From that modest start the summer show successfully grew, except for last year when the state of the economy hurt the event. Buyers kept their wallets close, and worse, fewer attended.
We’re happy to report that this year the show, held June 7 through 9, was a rousing success. We saw more filled bags and furniture being carried out than we’ve seen in years. Happy times.
Not to be elitist, but may we say that for various reasons, the show attracted a more prestigious grade of seller? Among the 50 dealers, about ten were new this year. Included were several we’d seen at the Merchandise Mart International Antiques Fair and other big shows.
Nula Thanhauser, known to collectors of antique and signature purses and accessories, came as a first-time seller because overhead was “not as high.” Pronouncing it “a convivial show,” Thanhauser added that she sold well, and that if invited again, she will return.
Andrew Rowan, manager for Connecticut seller Gary Sergeant Antiques, was a return seller. It made sense for the business to be there. Rowan manned the booth while Sergeant handled local deliveries of goods sold during the Merchandise Mart Fair in April.
Elizabeth Lindquist of Whitehall Antiques, Chapel Hill, North Carolina, commented on the variety of sellers from throughout the country. A first-time seller at the show, Whitehall sold a small-scale Sheraton sideboard tagged $6500 and a set of Regency mahogany bed steps marked $2400.
“For us,” she said, “furniture was of stronger interest than we’ve seen in a while.” Even brown furniture sold, but it had to be interesting.
On that thread, Whitehall sold a set of side tables made of Edwardian marching drums on custom stands.
NSADA’s president, Judith Andersen, also observed that attendees looked for interesting items. “We had a lot of our regular buyers, but more young people as well,” she added. Whitehall’s Lindquist called it “a lovely show,” and we heard many positive comments on how beautiful the show looked. Clearly, the committee had done its homework, and dealers stepped up their presentation. But more than pretty contributed to this year’s success.
“We offer free parking and one-floor shopping,” said Andersen. Observing many buyers new to the show, she added that quite a few seemed new to antiques. And they liked what they saw.
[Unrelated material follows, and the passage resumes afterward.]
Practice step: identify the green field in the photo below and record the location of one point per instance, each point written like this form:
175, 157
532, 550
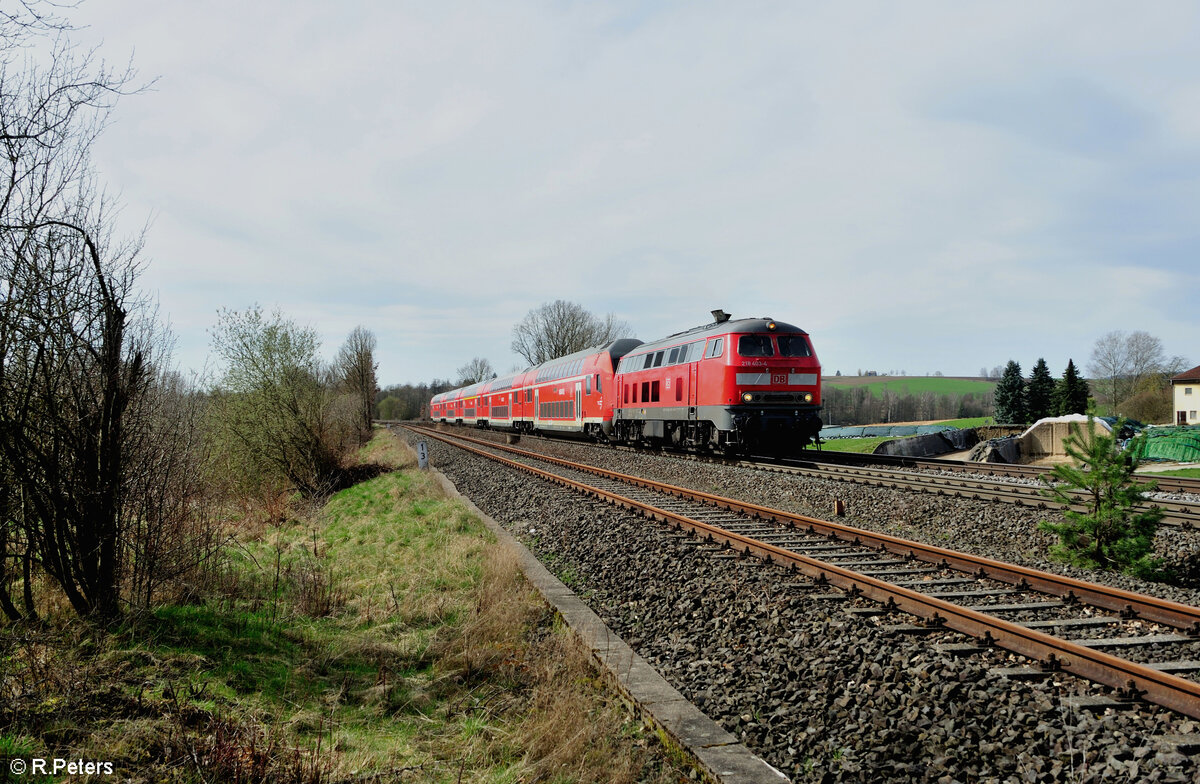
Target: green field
911, 384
Attendees also liked that the show benefited Lambs Farm, a well-regarded non-profit Chicago area facility and organization that serves people with developmental disabilities. A Lambs Farm booth manned by volunteers selling treats made at the farm was very popular.
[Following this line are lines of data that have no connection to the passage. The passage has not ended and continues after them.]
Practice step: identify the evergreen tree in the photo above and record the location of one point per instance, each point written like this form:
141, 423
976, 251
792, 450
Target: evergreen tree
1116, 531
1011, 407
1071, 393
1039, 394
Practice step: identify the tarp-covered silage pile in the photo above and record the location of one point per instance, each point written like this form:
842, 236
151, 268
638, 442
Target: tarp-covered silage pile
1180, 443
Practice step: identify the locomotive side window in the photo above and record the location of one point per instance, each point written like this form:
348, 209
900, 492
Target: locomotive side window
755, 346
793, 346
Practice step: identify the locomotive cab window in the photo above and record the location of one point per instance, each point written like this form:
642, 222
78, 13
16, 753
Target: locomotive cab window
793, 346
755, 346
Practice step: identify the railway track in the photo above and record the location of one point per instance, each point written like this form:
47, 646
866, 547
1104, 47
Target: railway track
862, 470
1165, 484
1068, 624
“Dealers are mixing and matching,” continued Andersen. Remember those Edwardian drum side tables from Whitehall? “People love combining antiques with what they have, and dealers are learning what to bring.”
Inviting several new sellers with 20th-century goods was smart; contemporary and “different” goods sold well.
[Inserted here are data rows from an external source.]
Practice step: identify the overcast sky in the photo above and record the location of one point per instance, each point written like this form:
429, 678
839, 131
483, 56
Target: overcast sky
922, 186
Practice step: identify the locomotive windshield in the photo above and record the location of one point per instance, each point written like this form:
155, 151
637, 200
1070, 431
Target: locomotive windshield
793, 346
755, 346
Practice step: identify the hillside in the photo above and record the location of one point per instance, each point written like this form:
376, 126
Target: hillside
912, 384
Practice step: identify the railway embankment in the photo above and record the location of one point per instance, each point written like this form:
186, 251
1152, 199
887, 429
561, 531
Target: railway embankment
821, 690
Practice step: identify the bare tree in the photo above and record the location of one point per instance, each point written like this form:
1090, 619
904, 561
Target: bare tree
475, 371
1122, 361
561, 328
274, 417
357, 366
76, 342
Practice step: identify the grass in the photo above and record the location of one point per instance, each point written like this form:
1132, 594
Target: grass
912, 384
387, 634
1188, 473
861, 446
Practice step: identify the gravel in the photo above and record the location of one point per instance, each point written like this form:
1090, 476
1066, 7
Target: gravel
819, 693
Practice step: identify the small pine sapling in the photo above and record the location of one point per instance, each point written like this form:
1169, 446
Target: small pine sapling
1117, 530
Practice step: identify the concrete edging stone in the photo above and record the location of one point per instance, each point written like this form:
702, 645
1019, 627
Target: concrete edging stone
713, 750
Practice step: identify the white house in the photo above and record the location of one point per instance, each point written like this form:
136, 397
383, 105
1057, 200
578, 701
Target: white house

The show is a huge effort. We’ve already covered the barn-like size of the facility. After ice was drained a week before the show, the show committee had to bring in air conditioning and carpeting, have electricity installed, build booth walls, hire security, and deal with other headaches.
Because the floor was due to refreeze on Monday, sellers had to be out on Sunday evening after the show closed at 4 p.m.
It all happened without a glitch. “We’ve had enormous cooperation from the ice arena,” said Andersen.
Longtime Winnetka dealer and committee member Heather Higgins remarked, “I saw more people this year that I have not seen at the show before. I also saw many I remember from the Community House show. It was a bit of a different crowd. The word has gotten out about this show.”
And so the wheel turns. A new show rises and learns to adapt to the changing buyer. Next for Winnetka? Our money is on more appeal to urban (Chicago) and less classic tastes.